Paul Krugman says he’s done the math — and the risk Trump and McConnell pose to the economy is ‘terrifying’

Aug 7, 2020 by


Very much a student of New Deal economics, New York Times columnist Paul Krugman has often stressed that helping the unemployed during an economic downturn not only helps those who are out of work — it also benefits the economy on the whole. Krugman made that point many times during the Great Recession, and in a column published this week, the liberal economist warns that the “coronavirus recession of 2020” will become even worse if unemployed Americans don’t receive the help that they need.

“I’m not sure how many people realize just how much deeper the coronavirus recession of 2020 could have been,” Krugman explains. “Obviously it was terrible: employment plunged, and real GDP fell by around 10%. Almost all of that, however, reflected the direct effects of the pandemic, which forced much of the economy into lockdown. What didn’t happen was a major second round of job losses driven by plunging consumer demand. Millions of workers lost their regular incomes; without federal aid, they would have been forced to slash spending, causing millions more to lose their jobs.”

But with that federal aid having expired, Krugman adds, the “coronavirus slump” could deepen and go from bad to worse.

“The suffering among cut-off families will be immense, but there will also be broad damage to the economy as a whole,” Krugman warns. “How big will this damage be? I’ve been doing the math, and it’s terrifying.”

The economist continues, “Unlike affluent Americans, the mostly low-wage workers whose benefits have just been terminated can’t blunt the impact by drawing on savings or borrowing against assets. So, their spending will fall by a lot. Evidence on the initial effects of emergency aid suggests that the end of benefits will push overall consumer spending — the main driver of the economy — down by more than 4 %…. The expiration of emergency aid could produce a 4% to 5% fall in GDP.

According to Krugman, the coronavirus pandemic decreased GDP by “around 10%” in the U.S. — and without help for the unemployed, it will fall even more.

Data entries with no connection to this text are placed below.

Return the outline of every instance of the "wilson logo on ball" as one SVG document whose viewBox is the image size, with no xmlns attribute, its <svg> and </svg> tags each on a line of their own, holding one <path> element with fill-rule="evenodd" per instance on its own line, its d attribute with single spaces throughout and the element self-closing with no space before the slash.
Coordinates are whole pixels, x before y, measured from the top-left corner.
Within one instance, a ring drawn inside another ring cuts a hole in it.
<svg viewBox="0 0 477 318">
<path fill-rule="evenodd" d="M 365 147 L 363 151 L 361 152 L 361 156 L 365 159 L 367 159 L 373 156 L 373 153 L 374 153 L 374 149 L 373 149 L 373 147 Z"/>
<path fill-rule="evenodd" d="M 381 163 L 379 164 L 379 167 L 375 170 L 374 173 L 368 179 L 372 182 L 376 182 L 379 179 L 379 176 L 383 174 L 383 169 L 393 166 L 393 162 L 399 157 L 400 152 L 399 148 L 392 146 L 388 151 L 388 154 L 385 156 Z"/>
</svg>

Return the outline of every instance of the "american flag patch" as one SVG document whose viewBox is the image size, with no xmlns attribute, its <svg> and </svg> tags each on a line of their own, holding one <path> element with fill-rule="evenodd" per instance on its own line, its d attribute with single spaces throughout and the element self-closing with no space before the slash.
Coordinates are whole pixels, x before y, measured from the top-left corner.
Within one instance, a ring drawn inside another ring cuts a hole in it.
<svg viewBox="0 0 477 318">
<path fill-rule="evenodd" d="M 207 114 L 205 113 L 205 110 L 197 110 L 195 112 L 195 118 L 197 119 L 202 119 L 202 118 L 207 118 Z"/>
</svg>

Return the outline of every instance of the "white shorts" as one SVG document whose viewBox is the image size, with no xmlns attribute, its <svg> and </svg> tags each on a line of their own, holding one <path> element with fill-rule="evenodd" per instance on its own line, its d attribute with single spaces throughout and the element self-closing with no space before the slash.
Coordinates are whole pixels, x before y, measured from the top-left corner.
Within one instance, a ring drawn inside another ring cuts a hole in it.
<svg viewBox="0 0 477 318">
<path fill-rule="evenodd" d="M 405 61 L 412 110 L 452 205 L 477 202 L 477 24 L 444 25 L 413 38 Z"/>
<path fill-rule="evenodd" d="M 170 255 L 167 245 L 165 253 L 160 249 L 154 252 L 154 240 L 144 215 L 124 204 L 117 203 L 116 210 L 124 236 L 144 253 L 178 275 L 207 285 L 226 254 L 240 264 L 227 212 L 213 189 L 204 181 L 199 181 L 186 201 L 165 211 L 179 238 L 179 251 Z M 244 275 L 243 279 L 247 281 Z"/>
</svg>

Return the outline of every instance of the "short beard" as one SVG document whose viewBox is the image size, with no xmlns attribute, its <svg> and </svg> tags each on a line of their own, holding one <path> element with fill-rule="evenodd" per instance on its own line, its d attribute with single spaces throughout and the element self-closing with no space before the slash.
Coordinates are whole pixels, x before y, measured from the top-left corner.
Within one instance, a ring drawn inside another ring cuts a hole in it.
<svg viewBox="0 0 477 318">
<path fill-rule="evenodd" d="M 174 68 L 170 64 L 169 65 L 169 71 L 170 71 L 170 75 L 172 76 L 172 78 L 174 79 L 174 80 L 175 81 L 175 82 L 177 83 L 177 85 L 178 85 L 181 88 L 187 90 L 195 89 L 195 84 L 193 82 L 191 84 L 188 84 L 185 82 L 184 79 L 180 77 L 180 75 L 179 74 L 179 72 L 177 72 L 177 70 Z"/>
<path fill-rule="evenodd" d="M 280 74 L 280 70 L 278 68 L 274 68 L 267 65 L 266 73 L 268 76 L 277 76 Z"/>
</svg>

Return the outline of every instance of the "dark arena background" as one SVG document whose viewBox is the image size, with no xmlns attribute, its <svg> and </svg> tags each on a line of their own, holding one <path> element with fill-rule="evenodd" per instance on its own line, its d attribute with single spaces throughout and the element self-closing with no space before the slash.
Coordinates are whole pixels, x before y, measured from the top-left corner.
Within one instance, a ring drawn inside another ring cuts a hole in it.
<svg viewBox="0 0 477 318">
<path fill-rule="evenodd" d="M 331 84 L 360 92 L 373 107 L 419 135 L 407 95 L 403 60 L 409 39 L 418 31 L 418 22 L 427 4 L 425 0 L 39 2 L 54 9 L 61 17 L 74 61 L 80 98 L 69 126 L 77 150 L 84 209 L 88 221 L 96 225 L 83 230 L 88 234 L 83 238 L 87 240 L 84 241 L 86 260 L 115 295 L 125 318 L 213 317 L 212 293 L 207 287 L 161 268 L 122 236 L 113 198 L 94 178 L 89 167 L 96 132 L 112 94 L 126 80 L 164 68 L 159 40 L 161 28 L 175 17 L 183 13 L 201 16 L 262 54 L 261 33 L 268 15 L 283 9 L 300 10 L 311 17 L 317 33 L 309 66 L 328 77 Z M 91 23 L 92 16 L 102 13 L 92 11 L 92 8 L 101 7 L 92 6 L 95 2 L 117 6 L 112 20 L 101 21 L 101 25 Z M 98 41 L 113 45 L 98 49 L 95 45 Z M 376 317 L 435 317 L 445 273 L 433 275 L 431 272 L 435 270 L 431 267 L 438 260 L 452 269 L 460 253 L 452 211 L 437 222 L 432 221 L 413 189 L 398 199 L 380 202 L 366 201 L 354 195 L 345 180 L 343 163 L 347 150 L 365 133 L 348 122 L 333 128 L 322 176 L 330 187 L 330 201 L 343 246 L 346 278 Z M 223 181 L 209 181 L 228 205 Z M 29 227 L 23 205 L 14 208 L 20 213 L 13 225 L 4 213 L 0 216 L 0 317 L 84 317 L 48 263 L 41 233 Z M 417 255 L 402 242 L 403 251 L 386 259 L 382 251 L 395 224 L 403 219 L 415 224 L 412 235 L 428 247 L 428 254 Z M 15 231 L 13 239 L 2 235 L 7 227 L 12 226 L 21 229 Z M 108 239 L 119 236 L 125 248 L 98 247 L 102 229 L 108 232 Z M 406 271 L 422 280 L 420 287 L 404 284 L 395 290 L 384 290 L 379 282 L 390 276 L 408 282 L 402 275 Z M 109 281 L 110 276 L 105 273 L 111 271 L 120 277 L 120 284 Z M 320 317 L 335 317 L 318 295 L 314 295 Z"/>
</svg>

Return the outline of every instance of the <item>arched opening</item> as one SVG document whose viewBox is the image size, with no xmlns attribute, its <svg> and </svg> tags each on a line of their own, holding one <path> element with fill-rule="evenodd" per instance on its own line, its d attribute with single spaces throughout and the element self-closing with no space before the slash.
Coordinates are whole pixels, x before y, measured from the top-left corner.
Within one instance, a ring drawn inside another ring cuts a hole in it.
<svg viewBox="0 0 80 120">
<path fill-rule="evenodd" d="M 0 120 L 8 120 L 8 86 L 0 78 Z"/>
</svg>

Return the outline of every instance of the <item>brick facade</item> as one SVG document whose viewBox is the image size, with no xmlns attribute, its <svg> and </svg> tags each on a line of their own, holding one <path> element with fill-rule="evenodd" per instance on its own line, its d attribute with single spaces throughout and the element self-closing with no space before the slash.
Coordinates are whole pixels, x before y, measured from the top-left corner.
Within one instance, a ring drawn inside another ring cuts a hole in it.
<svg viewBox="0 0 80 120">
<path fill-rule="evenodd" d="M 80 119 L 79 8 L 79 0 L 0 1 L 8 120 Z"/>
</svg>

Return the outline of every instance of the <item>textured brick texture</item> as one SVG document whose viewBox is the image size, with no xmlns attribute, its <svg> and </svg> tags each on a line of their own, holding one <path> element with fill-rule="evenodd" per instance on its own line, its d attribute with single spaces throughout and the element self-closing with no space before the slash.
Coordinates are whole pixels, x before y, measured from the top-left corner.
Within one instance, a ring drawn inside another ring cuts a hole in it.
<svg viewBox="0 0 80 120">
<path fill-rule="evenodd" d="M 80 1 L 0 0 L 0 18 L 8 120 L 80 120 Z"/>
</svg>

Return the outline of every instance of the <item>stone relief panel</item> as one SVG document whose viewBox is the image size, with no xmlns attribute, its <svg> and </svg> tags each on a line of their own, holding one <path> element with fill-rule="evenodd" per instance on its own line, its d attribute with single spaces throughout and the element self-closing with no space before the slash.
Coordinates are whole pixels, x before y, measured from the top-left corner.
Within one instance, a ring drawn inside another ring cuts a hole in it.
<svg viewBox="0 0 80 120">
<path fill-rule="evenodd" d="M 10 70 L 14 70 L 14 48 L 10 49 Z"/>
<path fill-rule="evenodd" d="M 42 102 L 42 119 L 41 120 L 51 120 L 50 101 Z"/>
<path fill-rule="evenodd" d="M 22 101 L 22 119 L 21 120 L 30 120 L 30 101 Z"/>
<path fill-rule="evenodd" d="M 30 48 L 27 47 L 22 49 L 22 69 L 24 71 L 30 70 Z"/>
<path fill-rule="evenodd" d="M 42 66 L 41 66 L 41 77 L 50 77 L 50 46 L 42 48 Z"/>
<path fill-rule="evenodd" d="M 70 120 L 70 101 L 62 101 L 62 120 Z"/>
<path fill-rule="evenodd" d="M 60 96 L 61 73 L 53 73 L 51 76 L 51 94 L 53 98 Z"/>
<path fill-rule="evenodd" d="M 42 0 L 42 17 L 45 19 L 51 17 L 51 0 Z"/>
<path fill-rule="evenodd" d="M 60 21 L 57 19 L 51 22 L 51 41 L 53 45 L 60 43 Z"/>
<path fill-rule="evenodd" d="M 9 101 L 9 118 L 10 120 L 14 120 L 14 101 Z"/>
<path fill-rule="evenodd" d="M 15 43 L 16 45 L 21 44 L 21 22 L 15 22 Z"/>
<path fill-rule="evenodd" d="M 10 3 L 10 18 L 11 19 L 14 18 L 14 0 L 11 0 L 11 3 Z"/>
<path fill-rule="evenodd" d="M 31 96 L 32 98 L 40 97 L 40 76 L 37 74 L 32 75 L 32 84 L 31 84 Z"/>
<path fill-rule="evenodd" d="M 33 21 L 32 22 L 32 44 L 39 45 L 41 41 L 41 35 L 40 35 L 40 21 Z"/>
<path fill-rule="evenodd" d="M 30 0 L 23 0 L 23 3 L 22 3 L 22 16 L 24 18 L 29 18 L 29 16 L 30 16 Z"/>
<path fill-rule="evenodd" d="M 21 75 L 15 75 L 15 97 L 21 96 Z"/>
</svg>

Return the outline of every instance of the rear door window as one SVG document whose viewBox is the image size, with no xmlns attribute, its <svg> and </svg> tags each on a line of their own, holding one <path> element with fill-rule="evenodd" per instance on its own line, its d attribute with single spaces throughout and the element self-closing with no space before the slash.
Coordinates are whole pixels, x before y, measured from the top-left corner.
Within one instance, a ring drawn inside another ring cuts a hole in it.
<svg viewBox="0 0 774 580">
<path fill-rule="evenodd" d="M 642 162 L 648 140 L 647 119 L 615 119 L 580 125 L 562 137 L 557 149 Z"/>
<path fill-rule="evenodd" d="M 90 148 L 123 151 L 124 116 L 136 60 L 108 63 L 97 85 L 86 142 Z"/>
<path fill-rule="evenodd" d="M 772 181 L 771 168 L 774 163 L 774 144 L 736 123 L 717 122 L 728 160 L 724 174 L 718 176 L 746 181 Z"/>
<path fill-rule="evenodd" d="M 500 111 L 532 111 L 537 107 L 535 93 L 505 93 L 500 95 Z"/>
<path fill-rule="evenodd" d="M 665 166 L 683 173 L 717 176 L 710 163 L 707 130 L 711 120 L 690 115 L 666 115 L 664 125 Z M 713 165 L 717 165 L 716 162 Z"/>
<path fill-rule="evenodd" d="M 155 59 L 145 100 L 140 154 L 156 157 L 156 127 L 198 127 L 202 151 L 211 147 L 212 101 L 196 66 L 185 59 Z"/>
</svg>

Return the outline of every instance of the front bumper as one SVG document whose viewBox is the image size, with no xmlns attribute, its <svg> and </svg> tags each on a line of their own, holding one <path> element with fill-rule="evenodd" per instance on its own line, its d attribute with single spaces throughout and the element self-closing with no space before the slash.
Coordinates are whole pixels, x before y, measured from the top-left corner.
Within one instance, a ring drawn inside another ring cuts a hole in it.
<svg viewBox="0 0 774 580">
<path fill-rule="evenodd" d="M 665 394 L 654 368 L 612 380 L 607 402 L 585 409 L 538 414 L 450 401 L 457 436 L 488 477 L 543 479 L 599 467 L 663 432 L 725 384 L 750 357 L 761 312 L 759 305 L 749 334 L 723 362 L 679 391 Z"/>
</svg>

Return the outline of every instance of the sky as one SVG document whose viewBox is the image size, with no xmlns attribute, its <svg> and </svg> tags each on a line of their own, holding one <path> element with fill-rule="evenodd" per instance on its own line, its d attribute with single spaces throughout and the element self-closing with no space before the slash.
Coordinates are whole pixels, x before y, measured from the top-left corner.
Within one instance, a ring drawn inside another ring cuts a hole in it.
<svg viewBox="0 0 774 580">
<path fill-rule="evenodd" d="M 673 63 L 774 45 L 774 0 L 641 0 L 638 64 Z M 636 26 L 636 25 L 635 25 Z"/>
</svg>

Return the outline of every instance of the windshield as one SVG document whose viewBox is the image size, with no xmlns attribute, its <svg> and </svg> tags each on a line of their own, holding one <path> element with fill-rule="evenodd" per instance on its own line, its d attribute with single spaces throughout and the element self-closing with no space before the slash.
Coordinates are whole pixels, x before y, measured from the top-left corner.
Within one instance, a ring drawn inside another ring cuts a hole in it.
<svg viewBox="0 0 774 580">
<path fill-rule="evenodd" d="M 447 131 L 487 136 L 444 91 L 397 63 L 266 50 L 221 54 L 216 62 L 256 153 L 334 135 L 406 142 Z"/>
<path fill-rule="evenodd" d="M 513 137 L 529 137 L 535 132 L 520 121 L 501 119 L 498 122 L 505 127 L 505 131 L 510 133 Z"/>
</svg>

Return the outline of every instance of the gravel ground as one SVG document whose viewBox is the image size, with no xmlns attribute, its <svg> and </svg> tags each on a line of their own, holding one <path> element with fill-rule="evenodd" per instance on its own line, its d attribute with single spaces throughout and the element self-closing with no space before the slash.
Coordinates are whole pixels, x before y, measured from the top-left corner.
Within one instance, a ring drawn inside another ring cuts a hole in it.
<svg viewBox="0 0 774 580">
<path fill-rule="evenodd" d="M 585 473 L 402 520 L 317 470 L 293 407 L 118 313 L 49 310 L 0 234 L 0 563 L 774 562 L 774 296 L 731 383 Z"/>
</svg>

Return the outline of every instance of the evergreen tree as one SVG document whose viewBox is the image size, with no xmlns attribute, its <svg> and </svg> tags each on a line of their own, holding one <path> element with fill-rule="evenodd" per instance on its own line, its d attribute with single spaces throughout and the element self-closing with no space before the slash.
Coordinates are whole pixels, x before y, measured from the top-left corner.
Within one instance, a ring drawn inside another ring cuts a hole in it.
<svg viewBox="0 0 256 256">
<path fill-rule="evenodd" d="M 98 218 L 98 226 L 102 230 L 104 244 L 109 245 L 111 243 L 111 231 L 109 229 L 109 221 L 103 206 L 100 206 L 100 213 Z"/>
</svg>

“What we’re looking at now may be another shock, a sort of economic second wave, almost as severe in monetary terms as the first,” Krugman argues. “And unlike the pandemic, this shock will be entirely self-generated, brought on by the fecklessness of President Trump and — let’s give credit where it’s due — Mitch McConnell, the Senate majority leader.”

Krugman concludes his column by warning that as painful as the Great Recession was, the “coronavirus recession” might inflict more long-term damage on the U.S. economy.

“Not having learned anything from the last crisis almost seems to be a requirement for Republican economic advisers,” Krugman laments. “So, at the moment, we seem to be headed for a Greater Recession — a worse slump than 2007-2009, overlaid on the coronavirus slump.”